Europa International head and TrustNordisk managing director Susan Wendt agrees: “It’s become a wild guess about what to attend. You don’t know what’s online and what’s not, and who’s really going where.”

Wendt, who is a member of MIA’s advisory board, might be expected to get behind the market as a must-attend event, but her sentiments are echoed by many other European sellers this year. 

“This year is a good moment for Rome because of the AFM being online and because it’s one of the few moments when industry can actually meet physically,” says Andreas Rothbauer, founder and co-managing director of Germany’s Picture Tree International. 

He notes that even prior to Covid, Santa Monica was not attracting some of the buyers who now head to Rome instead. “More and more arthouse distributors were not going to AFM physically anyway for various reasons…We’d catch the more arthouse guys in Rome and then head to AFM to do more business-driven things and [connect with] Latin America, Asia. That was already the case.”

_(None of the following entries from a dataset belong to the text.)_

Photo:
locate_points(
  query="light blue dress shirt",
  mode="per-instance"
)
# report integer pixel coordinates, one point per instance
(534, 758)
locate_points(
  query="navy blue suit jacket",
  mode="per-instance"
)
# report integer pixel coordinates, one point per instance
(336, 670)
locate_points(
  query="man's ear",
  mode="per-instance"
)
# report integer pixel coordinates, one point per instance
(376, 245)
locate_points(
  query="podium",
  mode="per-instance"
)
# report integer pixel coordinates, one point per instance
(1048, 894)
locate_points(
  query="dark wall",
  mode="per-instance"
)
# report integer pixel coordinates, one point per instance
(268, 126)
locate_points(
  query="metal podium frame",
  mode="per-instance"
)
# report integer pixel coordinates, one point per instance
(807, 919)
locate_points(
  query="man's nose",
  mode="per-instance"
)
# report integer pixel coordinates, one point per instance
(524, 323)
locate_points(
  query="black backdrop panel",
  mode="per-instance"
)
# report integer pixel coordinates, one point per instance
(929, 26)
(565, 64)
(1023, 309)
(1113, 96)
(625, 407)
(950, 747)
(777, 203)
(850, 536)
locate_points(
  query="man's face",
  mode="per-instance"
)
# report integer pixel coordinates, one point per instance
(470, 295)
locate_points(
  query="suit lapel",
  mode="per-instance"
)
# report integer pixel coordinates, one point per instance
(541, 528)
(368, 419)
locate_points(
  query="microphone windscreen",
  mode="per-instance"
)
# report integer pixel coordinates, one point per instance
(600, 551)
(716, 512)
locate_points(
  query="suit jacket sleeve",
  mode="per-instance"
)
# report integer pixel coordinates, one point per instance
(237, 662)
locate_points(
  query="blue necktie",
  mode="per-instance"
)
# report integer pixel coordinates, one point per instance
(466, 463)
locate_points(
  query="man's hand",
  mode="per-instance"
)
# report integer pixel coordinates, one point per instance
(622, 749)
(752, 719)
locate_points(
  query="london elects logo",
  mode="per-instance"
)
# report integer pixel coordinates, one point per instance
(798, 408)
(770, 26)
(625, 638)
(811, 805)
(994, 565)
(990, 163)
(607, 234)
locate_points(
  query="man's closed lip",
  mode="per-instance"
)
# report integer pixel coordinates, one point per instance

Alice Buquoy, SVP, international theatrical sales and acquisitions at Munich-based Global Screen, is another European executive happy to see a strong MIA. “It’s exciting to see MIA market going from strength to strength and becoming more important with each year, both for sales and acquisitions. We hope that this trend continues and the market becomes even bigger since the timing in early autumn is ideal,” she says.

Another supporter is Antonio Saura, managing director of Madrid-based Latido Films. “We have always attended and last year it was great for us, being one of the few markets that was able to happen on-site, not online,” he says. “We are firm supporters of on-site markets, despite the fact that we won’t stop attending online ones like Busan or the AFM, but I think it’s not quite the same to work, meet clients or sell when you are able to meet in person. The online tends to standardise products.” 

A stronger presence

Other senior sales executives due to attend in person include Charades’ Carole Baraton, Pathé International’s Marie-Laure Montironi, Indie Sales’ Nicolas Eschbach, LevelK’s Debra Liang, The Match Factory’s Thania Dimitrakopoulou, Heretic’s Ioanna Stais, Film Factory Entertainment’s Vicente Canales, Bankside’s Yana Georgieva and HanWay Films’ Gabrielle Stewart.

Asia is largely absent, although a few executives from the region have registered for online. A handful of US companies will have a physical presence, including A24, 1091 and Magnolia Pictures.

Wendt suggests the pandemic boost to MIA could herald a return, for Europeans at least, of the film market calendar that existed prior to the closure of Mifed in 2004 (AFM’s decision to move from spring to autumn cemented the Italian market’s demise after years of decline). While she does not miss Mifed’s hangar-like Fiera di Milano setting and poor screening facilities, the veteran sales executive suggests the European sales and acquisition sector, which has never fully embraced AFM, needs a strong autumn event more than ever.

“You feel the tension after this whole period of Covid,” says Wendt. “Of course, sales and distributors have been going to MIA since the beginning, but screening attendance has never been that good.

“Perhaps, what’s happened with markets due to the pandemic will be a turning point for MIA. Maybe we’ll get back to the atmosphere of Mifed — screening films in a market and then doing deals face-to-face.”

Geoffrey Macnab and Elisabet Cabeza contributed to this report.